According to Gurman’s sources, the goal was to create a solution that focuses on preventative health care rather than “post-sick health care.” The AI models would analyze data collected from an Apple Watch to create coaching programs tailored to each user’s specific needs. This would likely include things like recommended diets and suggested exercise regimens.
In March, Gurman revealed that Apple had pivoted “Quartz” into even more of an AI project after it took “many twists and turns” from its original vision of being a more basic coaching service. Apple effectively refocused “Quartz” into a new “Project Mulberry” that aimed to go much deeper, to the point of creating an AI agent that could replicate a real doctor to some extent.
‘Beyond Sensor Data’
A new research paper reveals a portion of how this technology may work with the Apple Watch in a future Health app. While the study doesn’t provide any indication of Apple’s specific plans, it does show how the company is sponsoring research in these particular areas.
The paper, titled “Beyond Sensor Data: Foundation Models of Behavioral Data from Wearables Improve Health Predictions,” gives us a revealing glimpse into the kind of foundational research that could directly underpin Apple’s rumored plans for more powerful AI-driven health services.
For the study, researchers built a large-scale AI model they called the “wearable health behavior foundation model,” or WBM. They trained it using 2.5 billion hours of real-world behavioral Apple Watch data from 162,000 Apple Watch users, working out to 15 billion hourly measurements. The data was taken from the Apple Heart and Movement Study and covered areas such as step counts, sleep habits, heart rate variability, gait, walking speed, and more.
Researchers set out to examine how aggregated hourly data can help create a profile of how a person’s overall behavior and daily patterns can impact their health in a much more practical way than traditional models that focus on raw, real-time sensor streams.

If you wear an Apple Watch regularly, your iPhone’s Health app is already collecting tons of sensor data on things like movement, heart rate, calories burned, respiratory rates, blood oxygen, and more. However, for the most part, this data just sits there. It might be interesting to your family doctor, but most of us don’t have the expertise to know what it all means.

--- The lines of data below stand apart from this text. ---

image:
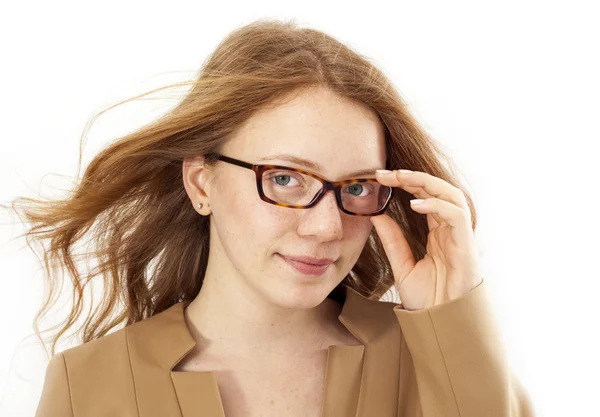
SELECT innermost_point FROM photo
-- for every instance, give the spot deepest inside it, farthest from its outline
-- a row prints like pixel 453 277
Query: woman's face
pixel 247 234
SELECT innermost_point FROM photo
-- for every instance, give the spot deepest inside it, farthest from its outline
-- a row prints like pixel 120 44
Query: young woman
pixel 245 240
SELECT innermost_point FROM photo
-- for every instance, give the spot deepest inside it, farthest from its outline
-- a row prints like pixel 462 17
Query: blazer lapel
pixel 359 380
pixel 374 323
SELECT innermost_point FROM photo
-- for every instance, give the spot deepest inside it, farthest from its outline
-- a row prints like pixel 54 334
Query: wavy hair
pixel 150 245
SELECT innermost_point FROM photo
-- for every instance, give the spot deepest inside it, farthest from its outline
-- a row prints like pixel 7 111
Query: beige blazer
pixel 445 361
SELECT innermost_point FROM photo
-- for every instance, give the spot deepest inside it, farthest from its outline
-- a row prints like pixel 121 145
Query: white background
pixel 509 88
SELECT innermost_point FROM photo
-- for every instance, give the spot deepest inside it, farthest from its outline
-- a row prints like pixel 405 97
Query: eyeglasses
pixel 295 188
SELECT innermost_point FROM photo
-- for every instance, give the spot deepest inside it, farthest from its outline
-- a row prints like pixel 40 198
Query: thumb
pixel 395 245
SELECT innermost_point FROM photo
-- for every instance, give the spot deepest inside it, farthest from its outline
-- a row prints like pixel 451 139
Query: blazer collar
pixel 359 379
pixel 166 339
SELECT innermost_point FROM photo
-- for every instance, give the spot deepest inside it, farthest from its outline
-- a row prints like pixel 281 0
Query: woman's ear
pixel 196 180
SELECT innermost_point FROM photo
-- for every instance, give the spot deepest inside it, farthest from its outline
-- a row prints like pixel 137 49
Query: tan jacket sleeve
pixel 55 400
pixel 459 361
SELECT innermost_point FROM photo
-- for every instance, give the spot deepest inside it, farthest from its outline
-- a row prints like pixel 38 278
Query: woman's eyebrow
pixel 313 165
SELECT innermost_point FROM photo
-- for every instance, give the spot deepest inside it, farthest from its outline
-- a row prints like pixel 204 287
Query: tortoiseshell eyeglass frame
pixel 336 186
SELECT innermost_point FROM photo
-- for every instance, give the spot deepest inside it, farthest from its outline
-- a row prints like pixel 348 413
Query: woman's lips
pixel 307 269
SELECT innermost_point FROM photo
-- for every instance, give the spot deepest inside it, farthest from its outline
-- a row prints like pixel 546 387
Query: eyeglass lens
pixel 295 188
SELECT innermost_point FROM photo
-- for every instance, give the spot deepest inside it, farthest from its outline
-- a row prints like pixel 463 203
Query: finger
pixel 430 185
pixel 450 214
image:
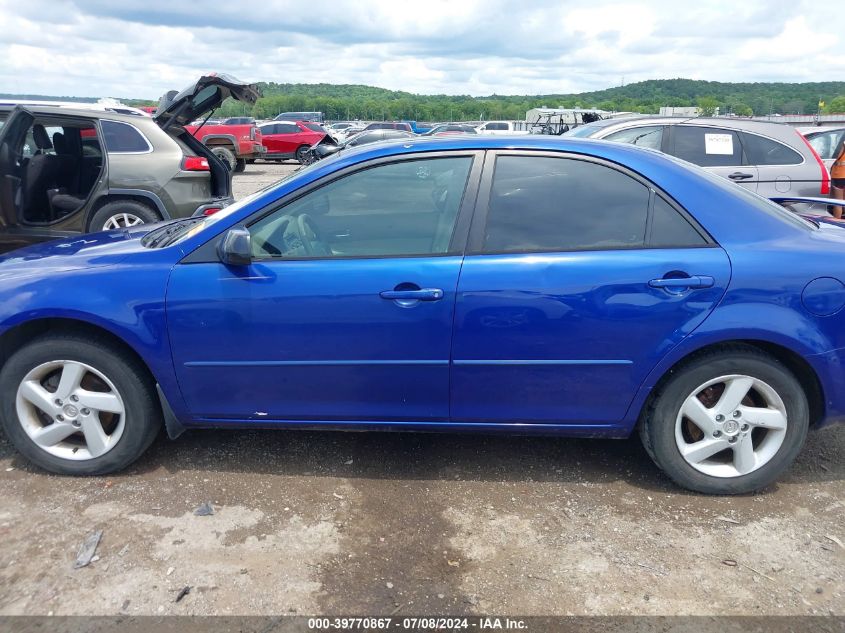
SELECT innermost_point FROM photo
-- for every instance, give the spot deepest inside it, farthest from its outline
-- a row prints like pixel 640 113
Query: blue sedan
pixel 520 285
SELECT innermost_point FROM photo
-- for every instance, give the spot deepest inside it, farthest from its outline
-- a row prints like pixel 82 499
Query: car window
pixel 670 228
pixel 123 138
pixel 404 208
pixel 646 136
pixel 764 151
pixel 707 146
pixel 542 204
pixel 825 143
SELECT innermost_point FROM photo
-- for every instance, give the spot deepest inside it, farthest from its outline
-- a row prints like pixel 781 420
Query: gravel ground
pixel 386 523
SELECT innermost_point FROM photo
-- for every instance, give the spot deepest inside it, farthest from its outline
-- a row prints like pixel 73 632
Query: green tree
pixel 835 105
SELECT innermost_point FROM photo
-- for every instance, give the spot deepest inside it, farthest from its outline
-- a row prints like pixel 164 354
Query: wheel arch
pixel 147 198
pixel 792 360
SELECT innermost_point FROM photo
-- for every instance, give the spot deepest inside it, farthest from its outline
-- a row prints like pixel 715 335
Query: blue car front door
pixel 578 281
pixel 344 314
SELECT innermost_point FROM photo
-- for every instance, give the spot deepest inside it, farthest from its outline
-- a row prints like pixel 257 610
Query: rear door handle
pixel 740 175
pixel 423 294
pixel 679 283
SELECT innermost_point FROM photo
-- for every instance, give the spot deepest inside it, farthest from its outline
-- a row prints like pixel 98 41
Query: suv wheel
pixel 122 214
pixel 730 422
pixel 76 406
pixel 226 155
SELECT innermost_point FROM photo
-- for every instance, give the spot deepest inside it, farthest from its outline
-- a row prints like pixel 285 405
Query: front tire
pixel 728 422
pixel 74 406
pixel 122 214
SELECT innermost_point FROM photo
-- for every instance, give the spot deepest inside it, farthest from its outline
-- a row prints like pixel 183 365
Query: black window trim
pixel 207 252
pixel 475 243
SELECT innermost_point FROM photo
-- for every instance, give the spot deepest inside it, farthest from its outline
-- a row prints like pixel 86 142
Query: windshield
pixel 583 131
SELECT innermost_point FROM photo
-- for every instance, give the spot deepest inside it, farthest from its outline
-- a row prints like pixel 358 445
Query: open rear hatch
pixel 200 98
pixel 178 109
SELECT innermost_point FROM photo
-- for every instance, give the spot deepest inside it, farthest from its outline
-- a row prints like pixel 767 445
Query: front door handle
pixel 679 283
pixel 740 175
pixel 422 294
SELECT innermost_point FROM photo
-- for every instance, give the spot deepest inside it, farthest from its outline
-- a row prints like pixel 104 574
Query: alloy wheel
pixel 70 410
pixel 730 426
pixel 122 221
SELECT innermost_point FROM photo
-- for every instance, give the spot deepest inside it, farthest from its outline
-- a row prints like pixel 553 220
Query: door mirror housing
pixel 235 249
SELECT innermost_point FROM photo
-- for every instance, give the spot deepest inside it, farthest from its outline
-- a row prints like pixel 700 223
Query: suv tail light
pixel 825 174
pixel 195 163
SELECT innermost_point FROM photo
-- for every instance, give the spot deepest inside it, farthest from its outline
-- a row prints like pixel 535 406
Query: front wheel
pixel 122 214
pixel 74 406
pixel 729 422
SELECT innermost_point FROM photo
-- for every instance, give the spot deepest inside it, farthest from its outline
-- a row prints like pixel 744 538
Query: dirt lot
pixel 417 524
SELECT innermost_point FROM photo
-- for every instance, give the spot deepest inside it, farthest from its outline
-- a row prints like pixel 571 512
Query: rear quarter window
pixel 122 138
pixel 764 151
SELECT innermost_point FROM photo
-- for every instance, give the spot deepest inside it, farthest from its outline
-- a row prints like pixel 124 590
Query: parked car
pixel 284 140
pixel 236 144
pixel 769 158
pixel 389 125
pixel 64 171
pixel 824 141
pixel 573 288
pixel 450 129
pixel 239 120
pixel 300 116
pixel 498 128
pixel 328 146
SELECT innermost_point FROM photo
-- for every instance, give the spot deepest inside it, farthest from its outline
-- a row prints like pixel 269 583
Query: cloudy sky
pixel 133 48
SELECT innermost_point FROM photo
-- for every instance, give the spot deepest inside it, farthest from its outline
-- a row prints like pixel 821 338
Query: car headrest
pixel 39 135
pixel 59 143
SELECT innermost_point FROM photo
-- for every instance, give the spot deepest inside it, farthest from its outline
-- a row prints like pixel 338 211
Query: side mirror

That’s where Apple’s new “AI doctor” would come in. By using machine learning to analyze this data, it can not only make recommendations to help you live a healthier lifestyle but, as this study shows, can also make nuanced inferences about medication use and sleep quality, as well as detect early signs of infection or pregnancy. The study found that its WBM model outperformed raw-sensor models in areas driven by behavioral signals, such as sleep, injury, and illness. It also helps to focus on patterns that end users can understand rather than more abstract signals.
The study further demonstrates that this data can be processed effectively by AI models without the burden of real-time health monitoring. In short, the algorithms don’t need to read your heart rate at every moment of the day when they can infer everything they need to know from a series of regular snapshots.
This also ensures that these models can run directly on the iPhone or Apple Watch, which fits right into Apple’s privacy-first approach. These models shouldn’t need to rely on cloud-based services, as everything they need is already securely stored in your Health app, and the A-series chips in the latest iPhone models are certainly more than capable of running the necessary AI models entirely on-device. This may even be within the reach of the S9 and later chips in the Apple Watch.